Tuttavia bisognava che l'abito della sposa fosse ultimato senza fallo quella stessa notte, né si poteva certo cucire e ricamare al buio.

Una delle sarte si affacciò alla finestra che dava sul chioso e, veduta nel prato una danza di lucciole, rivolse loro queste parole:

"Vaghe creaturine che ricreate di luce i fiori del chioso, non verreste a illuminare i fiori che la mia Celestina e io stiamo ricamando in una veste di nozze, che dev'essere pronta per domani mattina? Ci rendereste proprio un gran servigio!".

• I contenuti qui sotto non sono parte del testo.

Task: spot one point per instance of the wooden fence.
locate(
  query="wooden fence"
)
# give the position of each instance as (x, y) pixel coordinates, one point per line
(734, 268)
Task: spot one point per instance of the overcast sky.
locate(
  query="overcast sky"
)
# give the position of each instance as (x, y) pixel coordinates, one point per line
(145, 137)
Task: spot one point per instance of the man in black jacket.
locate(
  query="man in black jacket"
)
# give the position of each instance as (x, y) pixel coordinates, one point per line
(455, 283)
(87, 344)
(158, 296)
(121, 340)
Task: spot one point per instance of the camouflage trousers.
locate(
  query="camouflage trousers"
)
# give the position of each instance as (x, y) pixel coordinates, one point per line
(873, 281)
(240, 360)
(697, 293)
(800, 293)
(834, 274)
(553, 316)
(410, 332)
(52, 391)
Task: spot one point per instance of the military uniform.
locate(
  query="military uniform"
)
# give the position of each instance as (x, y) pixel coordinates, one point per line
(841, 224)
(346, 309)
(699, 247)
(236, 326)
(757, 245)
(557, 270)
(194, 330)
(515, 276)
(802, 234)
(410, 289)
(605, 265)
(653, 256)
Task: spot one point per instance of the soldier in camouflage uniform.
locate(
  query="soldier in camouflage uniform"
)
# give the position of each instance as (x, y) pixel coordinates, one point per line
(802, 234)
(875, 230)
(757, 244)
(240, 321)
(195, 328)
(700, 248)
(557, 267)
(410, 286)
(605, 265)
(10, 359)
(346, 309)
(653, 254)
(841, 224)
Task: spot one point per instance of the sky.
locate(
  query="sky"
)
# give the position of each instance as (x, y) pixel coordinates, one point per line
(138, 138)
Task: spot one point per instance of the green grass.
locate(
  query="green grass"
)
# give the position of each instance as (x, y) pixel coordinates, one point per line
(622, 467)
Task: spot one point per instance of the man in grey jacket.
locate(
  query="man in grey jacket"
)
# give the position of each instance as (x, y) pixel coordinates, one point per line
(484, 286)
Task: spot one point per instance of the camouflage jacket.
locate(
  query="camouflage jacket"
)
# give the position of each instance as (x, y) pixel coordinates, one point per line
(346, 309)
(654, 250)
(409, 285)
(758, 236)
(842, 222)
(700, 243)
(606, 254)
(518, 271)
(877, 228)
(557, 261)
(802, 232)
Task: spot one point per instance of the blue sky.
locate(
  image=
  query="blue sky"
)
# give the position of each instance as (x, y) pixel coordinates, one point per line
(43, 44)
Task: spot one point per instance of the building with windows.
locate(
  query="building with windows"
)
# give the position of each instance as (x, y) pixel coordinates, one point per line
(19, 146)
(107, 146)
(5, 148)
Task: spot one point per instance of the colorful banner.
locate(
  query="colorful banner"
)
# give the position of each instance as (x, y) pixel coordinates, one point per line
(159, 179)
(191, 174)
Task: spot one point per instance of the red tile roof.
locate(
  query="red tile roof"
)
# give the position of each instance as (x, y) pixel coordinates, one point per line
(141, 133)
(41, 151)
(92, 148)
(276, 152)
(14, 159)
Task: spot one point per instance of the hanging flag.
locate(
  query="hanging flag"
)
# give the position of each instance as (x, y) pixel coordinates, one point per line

A tanto fervore d'invito, le lucciole con pronto compiacimento svolarono innumerevoli nella placida stanzetta, che non fu più buia ma vivida di tanti lumicini accesi senza intermittenze.

Le sarte poterono così riprendere il loro lavoro e condurlo a compimento in modo egregio.

Con quale riconoscenza esse congedarono lo stuolo delle generose lucciole, e con quale soddisfazione, il mattino presto, recarono alla sposa felice la bella veste di seta, compiuta nel provvido chiarore delle lucciole!

Le sere successive, le lucciole ritornarono alla quieta stanza delle due operatrici, restandovi ospiti graditissime circa un paio d'ore.

Ma accadde che, una volta, le nostre sarte, abusando dell'aiuto delle lucciole, vollero costringerle a trattenersi oltre il consueto. A tale scopo richiusero le finestre e quando, verso le undici, le minuscole bestiole mossero verso il chioso, ne ebbero preclusa l'uscita.

Contrariate e offese, le lucciole cercarono di abbuiar la stanza, estinguendo la loro fonte luminosa, ma per quanto facessero vi riuscivano solo per brevissimo momento, poi che la loro scintilla sebbene attenuata appariva di nuovo. Ripetuti, ostinati tentativi di spegnimento riuscivano sempre vani.

Da quella lontana notte, le lucciole con moto continuo accendono e spengono l'esilissimo lume "come occhio che s'apre e si chiude".